I remember very little of the games themselves. What I am left with are vivid, childhood snapshots that are just now beginning to curl at the edges. My father jumping to his feet with every dramatic swing or play or strike out (something I have inherited, which scares the living shit out of Stella). The first time I ever saw a grown up projectile vomit (across three boxes, I might add). The pink tiles in the women's bathrooms. The bright, bright sodium lights that collected moths by the millions. The first time I ever saw a grown man cry (to the National Anthem). The Red Sox and The Yankees clearing the benches to duke it out on the infield (which then led to the first time I ever saw a grown man, in the adjacent seats, throw a punch). Thurman Munson's tragic death and Reggie Jackson's impossible swing. My grandfather cursing Billy Martin and occasionally attending a game with us in his own world, listening to the radio broadcast commentary through the single ear piece attached to his transistor radio (the one with the flesh colored, curly cord). Goose Gossage's and, later, Dave Mattingly's mustache (or for that matter, any and all of the '70's porn staches). The sweetly grotesque pastiche of beer, hot dogs, mustard, soft pretzels, spun sugar cotton candy, popcorn, cracker jacks, peanuts, soda, and ketchup. My father, happy.
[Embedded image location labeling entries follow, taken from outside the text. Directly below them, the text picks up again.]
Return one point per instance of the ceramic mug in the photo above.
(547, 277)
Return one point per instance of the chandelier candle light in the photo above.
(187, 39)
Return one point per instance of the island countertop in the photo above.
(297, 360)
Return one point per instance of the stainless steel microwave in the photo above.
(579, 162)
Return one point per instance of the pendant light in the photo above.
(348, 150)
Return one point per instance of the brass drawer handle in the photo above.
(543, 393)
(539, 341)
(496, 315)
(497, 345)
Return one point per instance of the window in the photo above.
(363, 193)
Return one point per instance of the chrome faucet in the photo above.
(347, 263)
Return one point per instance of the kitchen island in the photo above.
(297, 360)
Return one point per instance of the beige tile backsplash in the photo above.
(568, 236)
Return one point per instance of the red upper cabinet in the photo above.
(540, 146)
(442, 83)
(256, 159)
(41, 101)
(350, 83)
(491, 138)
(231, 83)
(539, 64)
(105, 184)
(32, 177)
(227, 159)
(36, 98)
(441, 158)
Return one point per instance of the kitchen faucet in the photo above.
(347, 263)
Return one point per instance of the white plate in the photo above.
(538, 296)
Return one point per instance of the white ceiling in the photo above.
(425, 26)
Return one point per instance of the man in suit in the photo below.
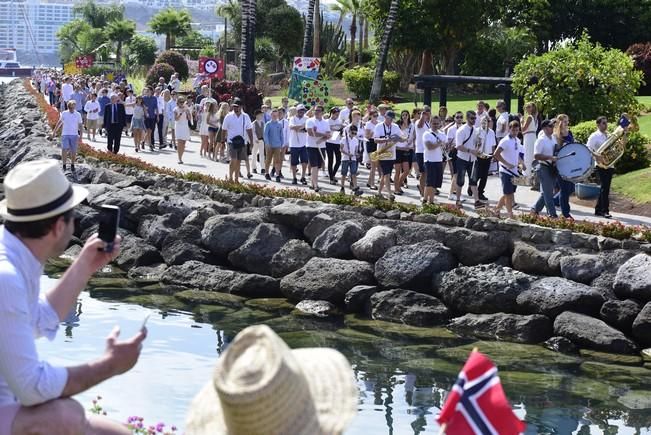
(114, 121)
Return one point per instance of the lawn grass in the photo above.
(635, 185)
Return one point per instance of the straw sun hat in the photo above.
(262, 387)
(38, 190)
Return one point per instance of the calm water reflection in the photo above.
(402, 382)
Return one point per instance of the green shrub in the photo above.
(178, 62)
(581, 79)
(360, 79)
(159, 70)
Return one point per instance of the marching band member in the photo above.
(507, 154)
(544, 154)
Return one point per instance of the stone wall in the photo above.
(480, 277)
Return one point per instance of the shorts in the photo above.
(69, 143)
(349, 164)
(433, 171)
(386, 167)
(420, 161)
(7, 417)
(314, 157)
(463, 168)
(236, 154)
(298, 155)
(150, 123)
(508, 187)
(404, 156)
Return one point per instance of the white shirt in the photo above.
(297, 139)
(544, 145)
(435, 155)
(319, 126)
(237, 126)
(24, 316)
(596, 139)
(90, 108)
(511, 149)
(383, 131)
(465, 137)
(71, 123)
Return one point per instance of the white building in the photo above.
(31, 25)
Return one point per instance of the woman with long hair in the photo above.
(404, 151)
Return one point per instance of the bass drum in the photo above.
(575, 162)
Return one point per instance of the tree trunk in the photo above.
(316, 42)
(383, 53)
(307, 35)
(353, 33)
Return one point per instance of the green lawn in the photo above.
(635, 185)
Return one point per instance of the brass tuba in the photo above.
(612, 149)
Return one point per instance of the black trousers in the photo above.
(605, 178)
(113, 136)
(334, 158)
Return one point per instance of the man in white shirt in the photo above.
(35, 396)
(507, 154)
(386, 134)
(318, 131)
(297, 144)
(433, 140)
(466, 140)
(544, 153)
(596, 139)
(238, 131)
(72, 127)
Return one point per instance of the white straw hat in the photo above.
(262, 387)
(38, 190)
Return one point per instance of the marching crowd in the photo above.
(335, 144)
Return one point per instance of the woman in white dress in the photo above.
(529, 135)
(182, 116)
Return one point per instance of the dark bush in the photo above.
(159, 70)
(178, 62)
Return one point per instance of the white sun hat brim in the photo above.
(333, 392)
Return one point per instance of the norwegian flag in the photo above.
(477, 403)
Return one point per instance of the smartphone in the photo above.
(109, 218)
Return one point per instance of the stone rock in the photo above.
(326, 279)
(474, 247)
(620, 314)
(529, 259)
(581, 268)
(290, 257)
(413, 266)
(224, 233)
(317, 308)
(561, 344)
(135, 251)
(483, 289)
(592, 333)
(256, 253)
(504, 327)
(336, 240)
(318, 224)
(194, 274)
(551, 296)
(633, 279)
(357, 298)
(642, 326)
(374, 244)
(408, 307)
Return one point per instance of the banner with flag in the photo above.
(477, 404)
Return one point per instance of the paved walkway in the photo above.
(194, 163)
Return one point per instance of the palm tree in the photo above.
(171, 23)
(309, 21)
(120, 31)
(390, 23)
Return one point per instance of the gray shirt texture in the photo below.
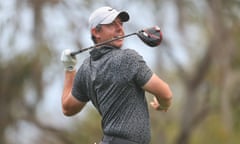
(112, 79)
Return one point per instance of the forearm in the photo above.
(66, 95)
(68, 84)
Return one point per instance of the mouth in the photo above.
(118, 37)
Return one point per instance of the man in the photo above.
(115, 81)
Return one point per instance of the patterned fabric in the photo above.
(112, 79)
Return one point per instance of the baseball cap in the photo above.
(106, 15)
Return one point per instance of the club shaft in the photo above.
(100, 44)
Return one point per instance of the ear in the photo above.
(95, 33)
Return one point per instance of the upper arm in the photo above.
(71, 105)
(158, 87)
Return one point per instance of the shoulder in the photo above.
(130, 54)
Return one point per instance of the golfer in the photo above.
(114, 80)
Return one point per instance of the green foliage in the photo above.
(213, 131)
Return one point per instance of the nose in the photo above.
(119, 26)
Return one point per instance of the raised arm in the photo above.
(70, 105)
(161, 91)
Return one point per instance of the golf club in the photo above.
(150, 36)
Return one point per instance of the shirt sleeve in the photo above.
(138, 67)
(79, 89)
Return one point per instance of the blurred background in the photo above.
(199, 57)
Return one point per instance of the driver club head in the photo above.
(151, 36)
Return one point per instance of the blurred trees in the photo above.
(204, 80)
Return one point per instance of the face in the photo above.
(109, 31)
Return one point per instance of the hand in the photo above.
(155, 104)
(68, 61)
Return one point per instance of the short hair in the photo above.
(98, 28)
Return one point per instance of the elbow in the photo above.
(167, 95)
(67, 111)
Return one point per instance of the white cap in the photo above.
(106, 15)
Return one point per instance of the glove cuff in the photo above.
(70, 68)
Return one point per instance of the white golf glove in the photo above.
(68, 61)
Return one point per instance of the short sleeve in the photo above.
(138, 68)
(79, 89)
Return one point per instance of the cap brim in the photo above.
(124, 16)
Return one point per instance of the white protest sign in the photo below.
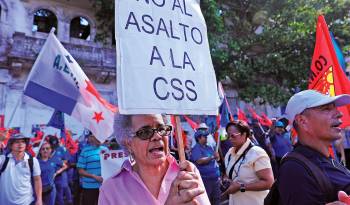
(163, 58)
(111, 162)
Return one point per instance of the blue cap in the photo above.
(279, 124)
(18, 136)
(200, 133)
I haven't yet been able to watch the last game played at Yankee Stadium or the ceremonial tributes broadcast on ESPN prior to the game. The six or so hours are still sitting on our TiVO, waiting for a day when I have the energy to mourn and cheer and weep, when I am ready to say goodbye. I know, I know, it's not the original Yankee Stadium, but it's my Yankee Stadium and within it rest the ghosts of my father through all the stages of his life, from an immigrant's son in short pants and no coat, to a poor city college student, to the beloved father, grandfather, and doctor that he became. Within it rest the ghosts of a youngest daughter, precocious and precious, as unblemished as an unlit taper, and as full of potential as a seed. And as I round the bend into my late thirties, I am beginning to glimpse exactly how often we each leave those ghosts like silk tendrils trailing out behind us to occupy not just our own memories but those whose lives we transverse.